The anti-inflammatory effect of MSCTSG-6 was compared with that of dexamethasone. We compared the expression levels of inflammatory cytokines between LPS-stimulated DH82 cells treated with 10 μM dexamethasone to those co-cultured with MSCs or MSCsTSG-6. The concentration of IL-6 was higher in the dexamethasone-treated group than in the MSC- and MSCTSG-6-co-cultured groups (Figure 5B). In contrast, the mRNA expression level of IL-1β was lower in the dexamethasone-treated group than in the MSC- and MSCTSG-6-co-cultured groups (Figure 5C). TNF-α mRNA expression levels did not vary between groups (Figure 5D).

4. Discussion

Through their secretion of immunomodulatory factors, such as TSG-6, MSCs show promising therapeutic effects against various inflammatory diseases (32). However, challenges related to the survival and secretion efficacy of MSCs have hindered their clinical application. Varied strategies, such as biochemical priming and genetic engineering, have been applied to enhance the secretory functions of MSCs (33). In this study, we investigated whether the immunomodulatory effects of canine MSCs can be enhanced by TSG-6 mRNA transfection.

First, we generated three different GFP-encoding mRNAs using the UTRs of canine HBA1, HBA2, and HBB, and evaluated their expression efficacy to identify the UTR optimized for canine MSCs. The highest peak fluorescence intensity level was observed with HBA1-GFP mRNA, and its relative fluorescence intensity was higher than that for HBA2- and HBB-GFP for ~36 h. Fluorescence expression of HBA1-GFP mRNA was observed up to 96 h post-transfection. Given that the half-life of wild-type GFP is 26 h (34), our findings indicated that UTR optimization increased mRNA stability.
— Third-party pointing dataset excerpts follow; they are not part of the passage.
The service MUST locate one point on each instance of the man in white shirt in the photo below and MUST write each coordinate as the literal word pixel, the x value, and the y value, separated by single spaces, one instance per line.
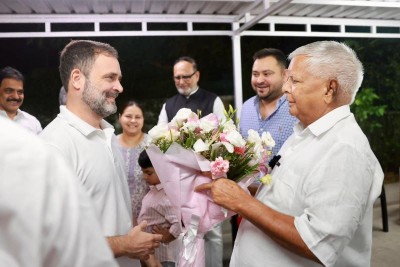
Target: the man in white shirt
pixel 11 99
pixel 190 95
pixel 91 74
pixel 318 208
pixel 46 219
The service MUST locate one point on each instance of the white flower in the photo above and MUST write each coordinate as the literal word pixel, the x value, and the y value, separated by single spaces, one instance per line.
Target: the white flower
pixel 228 126
pixel 182 116
pixel 229 147
pixel 258 151
pixel 235 138
pixel 200 146
pixel 191 126
pixel 267 139
pixel 158 131
pixel 209 123
pixel 172 134
pixel 253 137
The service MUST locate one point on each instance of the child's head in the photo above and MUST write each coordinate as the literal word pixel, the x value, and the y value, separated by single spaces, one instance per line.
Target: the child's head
pixel 149 174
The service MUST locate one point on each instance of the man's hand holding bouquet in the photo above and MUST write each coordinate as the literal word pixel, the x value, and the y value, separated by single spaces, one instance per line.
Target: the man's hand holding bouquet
pixel 190 151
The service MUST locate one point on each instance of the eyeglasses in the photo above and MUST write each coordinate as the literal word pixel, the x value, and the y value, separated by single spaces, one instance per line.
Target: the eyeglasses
pixel 184 77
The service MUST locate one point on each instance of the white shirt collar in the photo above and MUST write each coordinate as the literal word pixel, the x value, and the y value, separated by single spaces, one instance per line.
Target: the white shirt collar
pixel 82 126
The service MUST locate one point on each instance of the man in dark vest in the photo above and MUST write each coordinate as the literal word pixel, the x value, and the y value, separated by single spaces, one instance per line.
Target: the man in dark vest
pixel 190 95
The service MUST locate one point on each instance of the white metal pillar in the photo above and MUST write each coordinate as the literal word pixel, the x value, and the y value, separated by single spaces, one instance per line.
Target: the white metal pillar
pixel 237 69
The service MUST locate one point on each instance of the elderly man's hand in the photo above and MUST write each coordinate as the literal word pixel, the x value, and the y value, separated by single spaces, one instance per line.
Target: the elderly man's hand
pixel 225 193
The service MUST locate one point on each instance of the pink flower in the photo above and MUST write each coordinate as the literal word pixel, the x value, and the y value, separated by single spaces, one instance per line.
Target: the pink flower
pixel 219 168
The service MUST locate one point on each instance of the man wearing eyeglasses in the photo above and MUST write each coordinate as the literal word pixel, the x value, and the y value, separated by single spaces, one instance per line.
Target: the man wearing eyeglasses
pixel 186 78
pixel 190 95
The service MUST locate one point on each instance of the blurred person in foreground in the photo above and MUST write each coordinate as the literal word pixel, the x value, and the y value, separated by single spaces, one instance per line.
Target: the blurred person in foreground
pixel 159 213
pixel 132 141
pixel 268 110
pixel 318 208
pixel 46 218
pixel 91 74
pixel 11 98
pixel 190 95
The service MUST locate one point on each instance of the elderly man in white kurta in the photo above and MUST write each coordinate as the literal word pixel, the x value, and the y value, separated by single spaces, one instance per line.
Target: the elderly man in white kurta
pixel 318 208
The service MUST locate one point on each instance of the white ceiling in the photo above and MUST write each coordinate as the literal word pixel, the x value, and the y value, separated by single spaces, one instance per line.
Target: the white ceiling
pixel 241 14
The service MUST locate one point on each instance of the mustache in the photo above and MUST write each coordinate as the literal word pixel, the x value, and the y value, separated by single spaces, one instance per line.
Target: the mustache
pixel 14 99
pixel 114 94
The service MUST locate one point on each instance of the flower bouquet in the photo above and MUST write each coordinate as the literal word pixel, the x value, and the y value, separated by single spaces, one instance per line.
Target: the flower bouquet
pixel 190 151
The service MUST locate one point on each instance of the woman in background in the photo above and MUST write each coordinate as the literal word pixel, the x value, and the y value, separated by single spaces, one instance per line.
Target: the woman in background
pixel 132 142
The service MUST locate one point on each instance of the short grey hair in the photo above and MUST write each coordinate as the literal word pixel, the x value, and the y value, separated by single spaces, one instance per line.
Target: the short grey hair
pixel 334 60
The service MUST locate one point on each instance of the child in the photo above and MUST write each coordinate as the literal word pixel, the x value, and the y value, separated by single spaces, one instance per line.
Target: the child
pixel 160 215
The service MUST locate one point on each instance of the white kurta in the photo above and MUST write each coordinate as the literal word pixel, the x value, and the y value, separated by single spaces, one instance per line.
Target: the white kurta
pixel 46 218
pixel 95 157
pixel 328 179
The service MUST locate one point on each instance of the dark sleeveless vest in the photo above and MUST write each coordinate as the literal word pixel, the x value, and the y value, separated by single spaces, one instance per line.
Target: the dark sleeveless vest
pixel 201 100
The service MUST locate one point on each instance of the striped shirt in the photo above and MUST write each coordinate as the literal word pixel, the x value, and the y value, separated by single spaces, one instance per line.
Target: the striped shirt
pixel 280 123
pixel 158 210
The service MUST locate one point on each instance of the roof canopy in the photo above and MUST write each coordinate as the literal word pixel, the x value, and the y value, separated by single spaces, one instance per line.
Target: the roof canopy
pixel 235 18
pixel 63 18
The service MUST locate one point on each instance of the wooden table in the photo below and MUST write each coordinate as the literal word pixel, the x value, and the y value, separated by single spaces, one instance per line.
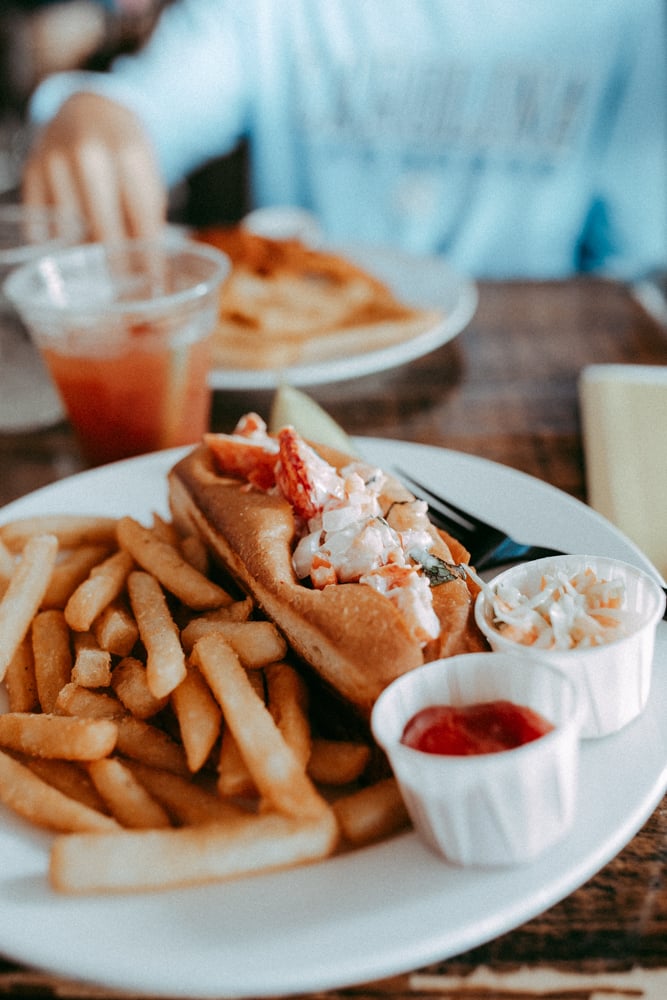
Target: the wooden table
pixel 504 390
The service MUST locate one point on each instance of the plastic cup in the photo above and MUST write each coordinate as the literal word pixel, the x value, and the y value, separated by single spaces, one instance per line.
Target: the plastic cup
pixel 124 330
pixel 28 398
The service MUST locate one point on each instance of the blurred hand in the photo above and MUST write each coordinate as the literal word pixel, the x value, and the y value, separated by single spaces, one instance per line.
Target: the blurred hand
pixel 95 159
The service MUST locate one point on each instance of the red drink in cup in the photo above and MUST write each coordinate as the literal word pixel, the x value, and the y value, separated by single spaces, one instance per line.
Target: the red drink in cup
pixel 125 334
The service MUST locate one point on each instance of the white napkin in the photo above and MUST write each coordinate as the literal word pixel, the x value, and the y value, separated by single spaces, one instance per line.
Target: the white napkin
pixel 624 426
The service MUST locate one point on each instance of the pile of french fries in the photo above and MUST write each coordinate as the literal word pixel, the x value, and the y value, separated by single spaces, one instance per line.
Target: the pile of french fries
pixel 155 722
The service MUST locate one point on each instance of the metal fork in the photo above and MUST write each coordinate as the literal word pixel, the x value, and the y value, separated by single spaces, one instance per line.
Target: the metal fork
pixel 489 547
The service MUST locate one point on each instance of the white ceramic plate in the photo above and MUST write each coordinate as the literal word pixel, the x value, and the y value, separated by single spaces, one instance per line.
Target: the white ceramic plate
pixel 372 913
pixel 419 281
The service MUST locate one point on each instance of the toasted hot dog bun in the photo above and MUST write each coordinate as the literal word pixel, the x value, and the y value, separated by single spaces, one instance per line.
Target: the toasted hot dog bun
pixel 353 637
pixel 285 303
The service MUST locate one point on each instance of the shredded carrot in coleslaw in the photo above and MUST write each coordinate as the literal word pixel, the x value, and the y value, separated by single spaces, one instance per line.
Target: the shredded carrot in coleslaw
pixel 568 611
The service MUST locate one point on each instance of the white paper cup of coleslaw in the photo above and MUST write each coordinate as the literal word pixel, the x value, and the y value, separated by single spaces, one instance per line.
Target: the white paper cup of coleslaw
pixel 614 677
pixel 487 809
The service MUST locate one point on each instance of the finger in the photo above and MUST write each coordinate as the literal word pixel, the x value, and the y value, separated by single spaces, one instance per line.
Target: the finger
pixel 62 185
pixel 98 185
pixel 142 193
pixel 34 189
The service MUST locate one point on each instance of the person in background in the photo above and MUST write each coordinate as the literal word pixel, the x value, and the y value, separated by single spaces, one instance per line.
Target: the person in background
pixel 518 139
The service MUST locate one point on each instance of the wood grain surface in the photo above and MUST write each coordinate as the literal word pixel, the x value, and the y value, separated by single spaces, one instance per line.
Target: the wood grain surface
pixel 506 390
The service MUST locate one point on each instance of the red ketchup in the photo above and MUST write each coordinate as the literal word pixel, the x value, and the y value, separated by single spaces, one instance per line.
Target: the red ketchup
pixel 487 727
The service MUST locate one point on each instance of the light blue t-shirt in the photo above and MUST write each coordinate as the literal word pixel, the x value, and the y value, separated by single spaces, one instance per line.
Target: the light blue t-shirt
pixel 520 138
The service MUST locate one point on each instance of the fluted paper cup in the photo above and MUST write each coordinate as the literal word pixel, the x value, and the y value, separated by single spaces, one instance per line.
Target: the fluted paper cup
pixel 615 678
pixel 491 809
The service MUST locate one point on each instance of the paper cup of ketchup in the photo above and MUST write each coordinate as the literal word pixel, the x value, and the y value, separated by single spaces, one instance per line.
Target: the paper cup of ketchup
pixel 485 748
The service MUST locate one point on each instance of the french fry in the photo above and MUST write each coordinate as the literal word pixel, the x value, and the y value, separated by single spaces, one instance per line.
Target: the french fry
pixel 129 682
pixel 165 530
pixel 199 717
pixel 70 571
pixel 24 594
pixel 127 799
pixel 165 658
pixel 136 860
pixel 20 680
pixel 288 704
pixel 92 665
pixel 371 813
pixel 146 743
pixel 46 806
pixel 115 629
pixel 256 643
pixel 52 655
pixel 71 530
pixel 65 737
pixel 70 778
pixel 86 704
pixel 167 565
pixel 187 802
pixel 95 593
pixel 279 778
pixel 337 762
pixel 6 562
pixel 234 778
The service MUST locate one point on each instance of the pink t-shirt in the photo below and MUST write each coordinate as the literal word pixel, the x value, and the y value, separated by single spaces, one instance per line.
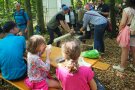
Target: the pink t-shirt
pixel 77 81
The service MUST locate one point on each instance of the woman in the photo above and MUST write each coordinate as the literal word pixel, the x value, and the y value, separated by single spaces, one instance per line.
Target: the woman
pixel 126 20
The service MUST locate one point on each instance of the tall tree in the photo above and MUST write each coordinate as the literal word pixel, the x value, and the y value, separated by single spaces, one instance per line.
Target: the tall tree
pixel 7 5
pixel 28 9
pixel 40 15
pixel 113 19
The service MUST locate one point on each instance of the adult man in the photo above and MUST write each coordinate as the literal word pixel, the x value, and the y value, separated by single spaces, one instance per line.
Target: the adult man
pixel 56 21
pixel 100 24
pixel 22 20
pixel 103 8
pixel 12 49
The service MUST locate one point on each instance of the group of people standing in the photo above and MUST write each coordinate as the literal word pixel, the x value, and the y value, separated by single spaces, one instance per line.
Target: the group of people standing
pixel 71 75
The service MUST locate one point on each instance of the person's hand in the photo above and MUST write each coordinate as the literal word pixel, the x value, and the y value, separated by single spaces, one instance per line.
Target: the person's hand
pixel 48 51
pixel 26 30
pixel 20 34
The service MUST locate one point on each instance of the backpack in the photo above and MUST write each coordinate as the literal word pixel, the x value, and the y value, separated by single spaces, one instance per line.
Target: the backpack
pixel 22 14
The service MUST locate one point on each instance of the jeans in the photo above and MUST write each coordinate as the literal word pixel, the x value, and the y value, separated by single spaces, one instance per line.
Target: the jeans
pixel 51 34
pixel 99 31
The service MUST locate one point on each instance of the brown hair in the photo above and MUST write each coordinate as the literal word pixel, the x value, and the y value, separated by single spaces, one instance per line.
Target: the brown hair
pixel 71 49
pixel 34 42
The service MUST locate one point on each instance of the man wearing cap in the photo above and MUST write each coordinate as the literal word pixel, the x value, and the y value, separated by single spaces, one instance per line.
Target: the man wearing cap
pixel 22 20
pixel 12 49
pixel 103 8
pixel 56 21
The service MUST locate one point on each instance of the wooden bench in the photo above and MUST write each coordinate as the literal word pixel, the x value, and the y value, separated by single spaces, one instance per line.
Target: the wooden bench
pixel 19 84
pixel 56 53
pixel 95 63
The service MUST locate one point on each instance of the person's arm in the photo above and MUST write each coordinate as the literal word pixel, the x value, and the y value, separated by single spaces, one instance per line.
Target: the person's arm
pixel 91 81
pixel 105 13
pixel 92 84
pixel 28 21
pixel 123 20
pixel 85 22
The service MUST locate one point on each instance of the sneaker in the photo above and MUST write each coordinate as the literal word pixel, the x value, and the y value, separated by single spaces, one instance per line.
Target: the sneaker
pixel 131 66
pixel 118 68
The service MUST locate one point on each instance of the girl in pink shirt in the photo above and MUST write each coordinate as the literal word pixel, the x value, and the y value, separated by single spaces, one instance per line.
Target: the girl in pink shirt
pixel 70 74
pixel 38 71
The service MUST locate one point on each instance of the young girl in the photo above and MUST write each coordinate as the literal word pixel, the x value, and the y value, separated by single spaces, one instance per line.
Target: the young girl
pixel 38 70
pixel 70 74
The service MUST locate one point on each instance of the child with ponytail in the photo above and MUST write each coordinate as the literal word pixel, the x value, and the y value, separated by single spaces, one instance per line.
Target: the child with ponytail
pixel 70 74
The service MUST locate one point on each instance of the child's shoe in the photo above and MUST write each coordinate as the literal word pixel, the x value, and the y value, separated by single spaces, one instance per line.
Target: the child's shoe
pixel 118 68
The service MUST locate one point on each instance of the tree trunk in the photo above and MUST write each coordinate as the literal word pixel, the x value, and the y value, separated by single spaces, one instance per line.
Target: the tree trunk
pixel 40 16
pixel 113 19
pixel 7 5
pixel 72 3
pixel 3 7
pixel 28 9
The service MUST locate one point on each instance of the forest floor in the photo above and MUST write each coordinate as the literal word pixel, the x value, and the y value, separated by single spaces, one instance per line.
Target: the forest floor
pixel 108 78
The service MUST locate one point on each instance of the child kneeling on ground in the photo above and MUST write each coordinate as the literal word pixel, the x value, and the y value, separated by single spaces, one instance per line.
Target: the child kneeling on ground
pixel 38 71
pixel 70 74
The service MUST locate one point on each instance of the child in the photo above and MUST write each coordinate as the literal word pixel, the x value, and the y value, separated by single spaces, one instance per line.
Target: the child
pixel 70 74
pixel 38 70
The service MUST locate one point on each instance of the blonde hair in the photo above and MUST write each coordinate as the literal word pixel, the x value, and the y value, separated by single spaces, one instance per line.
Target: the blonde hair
pixel 34 42
pixel 71 50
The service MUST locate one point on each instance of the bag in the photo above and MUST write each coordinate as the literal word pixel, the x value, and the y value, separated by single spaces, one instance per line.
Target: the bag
pixel 100 86
pixel 132 26
pixel 109 26
pixel 42 85
pixel 21 14
pixel 123 37
pixel 93 54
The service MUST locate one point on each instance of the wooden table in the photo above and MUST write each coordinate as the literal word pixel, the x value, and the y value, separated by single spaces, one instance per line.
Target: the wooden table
pixel 56 53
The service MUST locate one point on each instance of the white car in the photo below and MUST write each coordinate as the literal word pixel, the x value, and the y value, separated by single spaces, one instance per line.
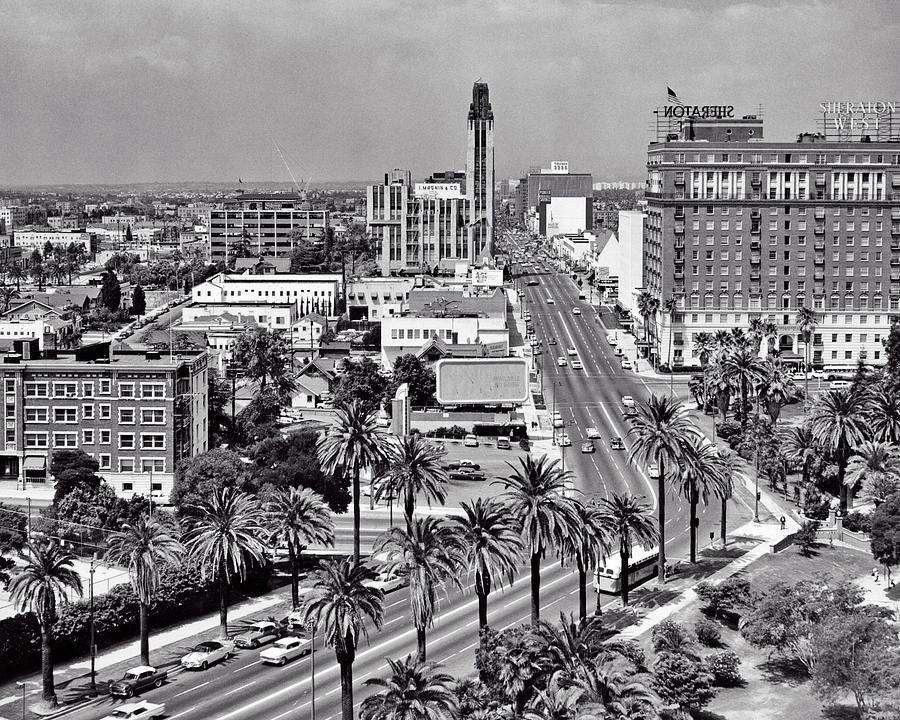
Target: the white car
pixel 207 653
pixel 289 648
pixel 133 711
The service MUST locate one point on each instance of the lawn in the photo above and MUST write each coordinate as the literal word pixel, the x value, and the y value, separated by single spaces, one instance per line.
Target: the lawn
pixel 775 689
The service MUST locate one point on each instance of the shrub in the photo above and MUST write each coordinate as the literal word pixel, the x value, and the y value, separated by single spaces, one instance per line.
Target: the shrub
pixel 725 668
pixel 707 632
pixel 858 522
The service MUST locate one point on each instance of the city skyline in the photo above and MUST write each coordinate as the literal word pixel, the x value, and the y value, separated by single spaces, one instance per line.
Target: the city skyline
pixel 201 92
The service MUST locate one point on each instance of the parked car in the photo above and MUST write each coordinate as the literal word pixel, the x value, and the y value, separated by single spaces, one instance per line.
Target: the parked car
pixel 207 653
pixel 134 711
pixel 285 649
pixel 258 634
pixel 137 679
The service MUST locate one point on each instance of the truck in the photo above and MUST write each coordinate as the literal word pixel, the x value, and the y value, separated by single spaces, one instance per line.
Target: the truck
pixel 137 679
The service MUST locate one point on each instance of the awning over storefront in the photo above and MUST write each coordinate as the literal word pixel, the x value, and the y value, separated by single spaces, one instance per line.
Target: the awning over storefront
pixel 35 462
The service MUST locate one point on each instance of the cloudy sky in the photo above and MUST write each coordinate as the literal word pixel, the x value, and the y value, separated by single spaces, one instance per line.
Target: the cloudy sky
pixel 129 91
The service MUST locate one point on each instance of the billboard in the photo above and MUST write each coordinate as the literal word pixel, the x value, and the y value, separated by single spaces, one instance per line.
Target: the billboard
pixel 481 381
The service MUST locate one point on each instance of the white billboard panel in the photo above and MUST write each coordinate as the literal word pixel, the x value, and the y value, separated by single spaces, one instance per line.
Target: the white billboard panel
pixel 479 381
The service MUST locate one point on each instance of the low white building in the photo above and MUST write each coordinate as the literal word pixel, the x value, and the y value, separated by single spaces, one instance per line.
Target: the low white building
pixel 463 323
pixel 311 293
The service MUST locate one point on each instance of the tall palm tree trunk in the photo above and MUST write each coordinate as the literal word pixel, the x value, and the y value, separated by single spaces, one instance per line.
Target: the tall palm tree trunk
pixel 420 643
pixel 582 592
pixel 356 520
pixel 535 587
pixel 49 687
pixel 145 633
pixel 223 600
pixel 295 577
pixel 661 559
pixel 482 588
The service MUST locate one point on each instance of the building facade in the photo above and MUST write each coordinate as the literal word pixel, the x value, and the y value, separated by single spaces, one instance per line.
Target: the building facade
pixel 139 414
pixel 267 224
pixel 738 227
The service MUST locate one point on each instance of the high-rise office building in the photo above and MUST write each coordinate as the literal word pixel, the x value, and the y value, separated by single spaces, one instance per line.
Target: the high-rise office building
pixel 480 170
pixel 741 228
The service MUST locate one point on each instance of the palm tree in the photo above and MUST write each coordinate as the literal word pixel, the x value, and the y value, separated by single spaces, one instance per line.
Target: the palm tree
pixel 414 690
pixel 224 537
pixel 616 685
pixel 839 422
pixel 46 576
pixel 493 547
pixel 876 467
pixel 806 319
pixel 702 475
pixel 298 517
pixel 631 521
pixel 670 307
pixel 412 467
pixel 143 547
pixel 338 603
pixel 535 498
pixel 661 430
pixel 430 555
pixel 884 415
pixel 353 444
pixel 587 548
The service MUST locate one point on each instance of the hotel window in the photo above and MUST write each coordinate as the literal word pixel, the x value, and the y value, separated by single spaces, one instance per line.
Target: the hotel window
pixel 153 441
pixel 35 440
pixel 36 390
pixel 153 465
pixel 153 390
pixel 65 439
pixel 37 415
pixel 65 415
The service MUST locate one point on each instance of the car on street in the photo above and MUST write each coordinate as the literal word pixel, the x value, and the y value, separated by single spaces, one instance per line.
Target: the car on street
pixel 207 653
pixel 259 633
pixel 133 711
pixel 137 679
pixel 286 649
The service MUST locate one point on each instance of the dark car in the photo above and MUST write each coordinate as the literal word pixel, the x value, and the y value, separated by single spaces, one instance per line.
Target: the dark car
pixel 137 679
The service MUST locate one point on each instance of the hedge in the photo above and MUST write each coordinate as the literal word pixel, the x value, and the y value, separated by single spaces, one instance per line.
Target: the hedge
pixel 181 595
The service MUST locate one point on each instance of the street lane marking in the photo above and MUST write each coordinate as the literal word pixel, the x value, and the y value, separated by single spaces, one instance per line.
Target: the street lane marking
pixel 185 692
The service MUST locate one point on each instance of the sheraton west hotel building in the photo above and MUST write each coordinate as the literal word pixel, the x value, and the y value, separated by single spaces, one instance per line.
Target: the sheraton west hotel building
pixel 739 226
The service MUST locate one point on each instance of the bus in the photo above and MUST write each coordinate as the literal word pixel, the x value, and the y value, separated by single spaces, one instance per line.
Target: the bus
pixel 641 567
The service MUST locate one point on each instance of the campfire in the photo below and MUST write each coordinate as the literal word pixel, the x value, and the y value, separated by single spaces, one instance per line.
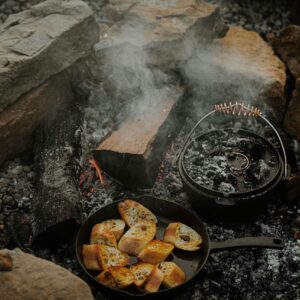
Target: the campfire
pixel 189 109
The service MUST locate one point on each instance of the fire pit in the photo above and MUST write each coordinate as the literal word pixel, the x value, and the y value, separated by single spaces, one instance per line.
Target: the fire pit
pixel 228 167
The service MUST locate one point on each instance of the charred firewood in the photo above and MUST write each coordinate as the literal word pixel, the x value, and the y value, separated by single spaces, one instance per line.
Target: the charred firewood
pixel 56 209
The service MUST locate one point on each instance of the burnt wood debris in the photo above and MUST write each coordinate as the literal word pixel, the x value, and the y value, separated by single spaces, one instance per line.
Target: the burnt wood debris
pixel 97 99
This is the first study to attempt UTR optimization to improve IVT mRNA translation efficiency in canine MSCs. Holtkamp et al. (35) demonstrated that the effect of the UTR sequence on mRNA translation efficiency depends on the cell type. This indicates that UTR optimization should be designed according to the target cells. In human cells, the UTR of globin, with a half-life of 16–48 h, is commonly used for UTR optimization to increase mRNA stability (36). The mechanism of mRNA stabilization is related to the low G-C content (~44%) of the 5′-UTR of human β-globin, which reduces the likelihood that a secondary structure will be formed and inhibit protein translation (37). In addition, the pyrimidine-rich element (PRE) in the 3′-UTR of human β-globin is a recognition site for RNA-binding proteins that regulate mRNA stability (38). In the present study, the canine HBA1 UTR improved the stability of mRNA and expression of TSG-6. Although further studies are needed to determine whether canine globin UTR enhances mRNA stability by the same mechanism as human globin, our findings can inform the design of suitable templates to increase the translation efficiency of IVT mRNA in canine MSCs.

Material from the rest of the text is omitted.